Look at any of the modern championship teams. They may play different styles, but they all have one thing in common—prime time offensive players.  From O’Neal and Wade, to Jordan and Pippen, O’Neal and Bryant, Olajuwon, Drexler and Cassell, Johnson, Jabber and a sensational supporting cast, Bird, McHale and Johnson, Erving, Malone and Toney.

They all had a lot more success in the postseason than the phenomenal defensive pairing of Mookie Blaylock and Dikembe Mutombo, Bobby Jones and Caldwell Jones, Paul Pressey and Sidney Moncrief. 

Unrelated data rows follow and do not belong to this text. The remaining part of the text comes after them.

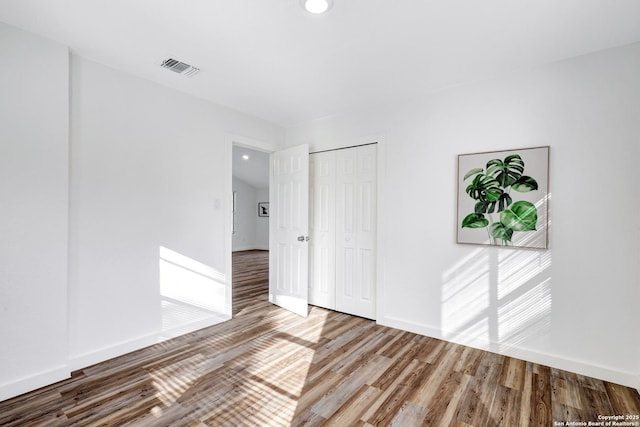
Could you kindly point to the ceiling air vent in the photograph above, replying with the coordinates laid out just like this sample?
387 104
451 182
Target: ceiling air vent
179 67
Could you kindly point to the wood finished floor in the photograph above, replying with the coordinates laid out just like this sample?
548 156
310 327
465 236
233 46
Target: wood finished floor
268 367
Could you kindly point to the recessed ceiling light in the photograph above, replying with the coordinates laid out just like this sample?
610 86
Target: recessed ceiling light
317 6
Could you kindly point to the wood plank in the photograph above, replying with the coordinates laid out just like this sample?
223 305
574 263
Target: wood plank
270 367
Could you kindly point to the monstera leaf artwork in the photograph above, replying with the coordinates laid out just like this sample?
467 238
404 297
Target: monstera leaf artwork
505 195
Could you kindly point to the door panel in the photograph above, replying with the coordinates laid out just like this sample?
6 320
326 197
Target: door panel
355 231
289 198
322 251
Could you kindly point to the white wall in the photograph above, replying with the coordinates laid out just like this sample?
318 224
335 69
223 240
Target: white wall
147 172
574 306
252 231
34 109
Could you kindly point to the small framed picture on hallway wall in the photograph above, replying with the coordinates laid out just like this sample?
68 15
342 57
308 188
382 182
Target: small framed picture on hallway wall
503 198
263 209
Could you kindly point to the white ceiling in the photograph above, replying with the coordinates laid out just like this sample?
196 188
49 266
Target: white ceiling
254 170
271 59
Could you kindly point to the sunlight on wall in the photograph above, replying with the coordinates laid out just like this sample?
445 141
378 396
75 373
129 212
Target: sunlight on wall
465 298
497 299
190 293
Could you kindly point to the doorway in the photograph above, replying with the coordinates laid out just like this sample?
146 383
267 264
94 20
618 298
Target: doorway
250 226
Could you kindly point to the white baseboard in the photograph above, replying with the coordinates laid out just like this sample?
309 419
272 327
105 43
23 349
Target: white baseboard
100 355
33 382
628 379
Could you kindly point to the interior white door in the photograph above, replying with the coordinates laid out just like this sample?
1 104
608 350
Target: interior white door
289 229
356 231
322 246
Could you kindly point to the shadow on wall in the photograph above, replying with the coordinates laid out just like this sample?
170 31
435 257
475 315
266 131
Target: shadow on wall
498 299
192 294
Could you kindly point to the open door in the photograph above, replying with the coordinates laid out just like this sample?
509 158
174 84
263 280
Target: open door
289 229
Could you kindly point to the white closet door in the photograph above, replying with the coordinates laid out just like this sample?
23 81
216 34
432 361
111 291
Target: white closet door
355 230
322 246
288 228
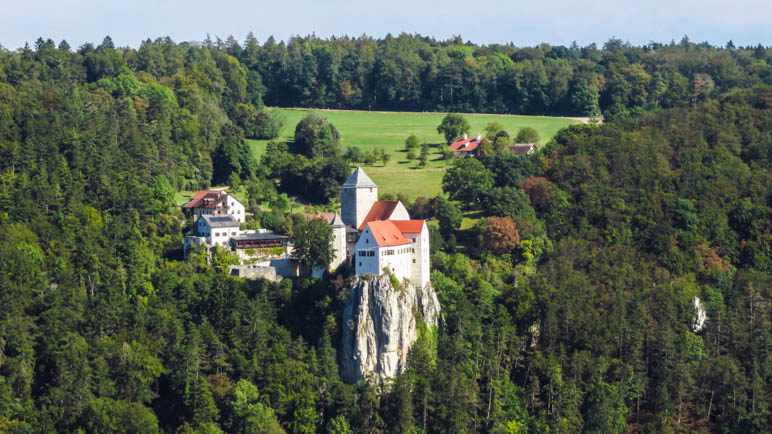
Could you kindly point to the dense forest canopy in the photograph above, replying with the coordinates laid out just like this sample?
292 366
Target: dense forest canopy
568 306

In fact, going back to the late '70s, if not well beyond, the least impressive 1-2 offensive punch from an NBA Champion would be Chauncey Billups and Rick Hamilton from the 2003-04 Detroit Pistons.  Yet anyone who actually watched that particular playoffs can attest that duo’s ability to get the big basket

Phoenix does have enormous offensive talent, but frankly will have to overcome their chaotic style of play to capture the ring. There is no question they have the substance, but may lack the style to win it all.

The simple fact is every single NBA Champion will have the extremely rare commodity of at least two legitimate big time go-to players who can make the big shot and/or the big pass when the game on the line. 

That’s a commodity that’s rare, but not as rare as the professional gambler who is conscious of this fact.